Gesetzentwurf Fraktion AfD - Drs. 8/1691


Der Einbringer ist Herr Hecht. Es ist eine Dreiminutendebatte vereinbart worden.


Christian Hecht (AfD):

Sehr geehrter Herr Präsident! Meine sehr geehrten Damen und Herren! Wir haben heute die Chance, die Verfassung unseres Landes besser zu machen. Wir haben heute die Chance, den Bürgern unseres schönen Bundeslandes zu beweisen, dass wir die Aufgabe, Vertreter des ganzen Volkes zu sein, ernst nehmen. Lassen wir darum einmal das beiseite, was uns politisch trennt, und konzentrieren wir uns lieber auf das, was uns eint.

Sie werden mir sicher darin zustimmen, dass es sich für große und gute Ideen immer lohnt, die verschanzten Gräben der politischen Spaltung zu überwinden und sich die Hand zu reichen, wenn es darum geht, gemeinsam Positives zu bewirken. Sie werden mir zustimmen, dass es gut und richtig ist, unsere Heimat für die Bürger lebenswerter zu machen. Lassen Sie uns darum für einen Augenblick darauf konzentrieren, unseren Bürgern für ihr ehrenamtliches Engagement die Anerkennung zuteilwerden zu lassen, die sie verdienen.
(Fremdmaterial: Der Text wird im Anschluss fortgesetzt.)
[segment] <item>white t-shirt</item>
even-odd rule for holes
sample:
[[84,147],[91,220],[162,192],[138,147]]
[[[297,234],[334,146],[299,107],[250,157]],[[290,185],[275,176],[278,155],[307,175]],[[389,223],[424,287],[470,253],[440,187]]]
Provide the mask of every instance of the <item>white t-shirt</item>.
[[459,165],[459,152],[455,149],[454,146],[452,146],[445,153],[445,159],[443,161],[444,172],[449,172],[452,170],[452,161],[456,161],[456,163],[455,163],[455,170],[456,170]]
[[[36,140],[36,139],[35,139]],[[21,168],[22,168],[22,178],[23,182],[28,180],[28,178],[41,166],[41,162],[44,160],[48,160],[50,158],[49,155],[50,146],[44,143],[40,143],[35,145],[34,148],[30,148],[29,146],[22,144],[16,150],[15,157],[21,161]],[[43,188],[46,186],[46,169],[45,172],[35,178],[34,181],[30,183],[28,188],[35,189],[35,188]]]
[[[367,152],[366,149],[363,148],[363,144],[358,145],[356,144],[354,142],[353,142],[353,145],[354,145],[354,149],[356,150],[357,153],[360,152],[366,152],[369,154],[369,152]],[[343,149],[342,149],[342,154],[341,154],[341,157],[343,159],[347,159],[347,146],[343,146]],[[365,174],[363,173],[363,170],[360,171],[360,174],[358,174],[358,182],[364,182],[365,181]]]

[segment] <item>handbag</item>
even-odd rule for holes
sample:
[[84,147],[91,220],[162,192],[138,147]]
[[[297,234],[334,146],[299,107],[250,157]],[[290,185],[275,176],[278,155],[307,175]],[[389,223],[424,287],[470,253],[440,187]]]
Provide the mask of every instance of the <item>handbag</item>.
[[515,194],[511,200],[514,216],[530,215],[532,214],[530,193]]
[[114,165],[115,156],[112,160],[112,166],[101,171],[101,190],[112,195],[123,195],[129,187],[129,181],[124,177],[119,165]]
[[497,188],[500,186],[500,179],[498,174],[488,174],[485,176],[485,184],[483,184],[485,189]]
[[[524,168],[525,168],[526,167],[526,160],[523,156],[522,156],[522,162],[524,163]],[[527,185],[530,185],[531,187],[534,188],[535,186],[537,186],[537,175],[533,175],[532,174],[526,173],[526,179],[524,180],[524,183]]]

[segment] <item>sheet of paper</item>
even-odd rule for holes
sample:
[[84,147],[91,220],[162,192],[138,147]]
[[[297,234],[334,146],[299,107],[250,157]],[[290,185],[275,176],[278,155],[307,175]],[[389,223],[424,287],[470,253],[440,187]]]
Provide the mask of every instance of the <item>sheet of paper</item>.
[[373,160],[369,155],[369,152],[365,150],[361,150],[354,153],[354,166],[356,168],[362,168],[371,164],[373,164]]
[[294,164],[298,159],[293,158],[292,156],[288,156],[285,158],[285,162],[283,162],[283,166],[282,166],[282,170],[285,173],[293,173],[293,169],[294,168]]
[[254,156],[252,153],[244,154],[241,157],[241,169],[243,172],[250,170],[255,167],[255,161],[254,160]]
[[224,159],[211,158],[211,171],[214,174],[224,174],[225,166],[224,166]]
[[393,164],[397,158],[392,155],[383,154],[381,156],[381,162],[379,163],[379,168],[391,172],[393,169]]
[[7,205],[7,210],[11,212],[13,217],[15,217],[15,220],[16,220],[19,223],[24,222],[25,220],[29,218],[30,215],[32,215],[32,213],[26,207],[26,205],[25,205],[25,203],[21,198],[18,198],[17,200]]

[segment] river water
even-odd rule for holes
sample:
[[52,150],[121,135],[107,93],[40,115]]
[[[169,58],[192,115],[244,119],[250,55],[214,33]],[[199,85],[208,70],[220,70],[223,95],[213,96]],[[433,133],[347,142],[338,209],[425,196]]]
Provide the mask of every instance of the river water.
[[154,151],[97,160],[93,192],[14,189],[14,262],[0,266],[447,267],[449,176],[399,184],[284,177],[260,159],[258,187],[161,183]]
Tun wir das gemeinsam, was gut und richtig ist. Tun wir gemeinsam das, wofür wir als Vertreter des ganzen Volkes gewählt worden sind. Tun wir gemeinsam das, was die Bürger von uns erwarten.

Die Bürger erwarten von uns, dass wir eine Politik machen, die dem Wohle des deutschen Volkes dient, seinen Nutzen mehrt und Schaden von ihm abwendet. In Artikel 2 unserer Verfassung ist diese Verpflichtung als eine der Grundlagen der Staatsgewalt fest verankert. Dort wird uns der Rahmen gegeben, das Richtige zu tun. Artikel 2 unserer Verfassung besagt, dass das Land Sachsen-Anhalt ein demokratischer, sozialer und dem Schutz der natürlichen Lebensgrundlagen verpflichteter Rechtsstaat ist. Es ist also unsere Aufgabe als Abgeordnete, das Land Sachsen-Anhalt für seine Bürger lebenswert zu gestalten. Diesem Ziel haben wir zu dienen - über alle politischen Grenzen hinweg.

Ein Staat ist aber immer nur dann lebenswert, wenn die Gesellschaft, die sein Fundament bildet, funktioniert. Aus diesem einfachen Grunde ist das ehrenamtliche Engagement für eine funktionierende Gesellschaft unverzichtbar.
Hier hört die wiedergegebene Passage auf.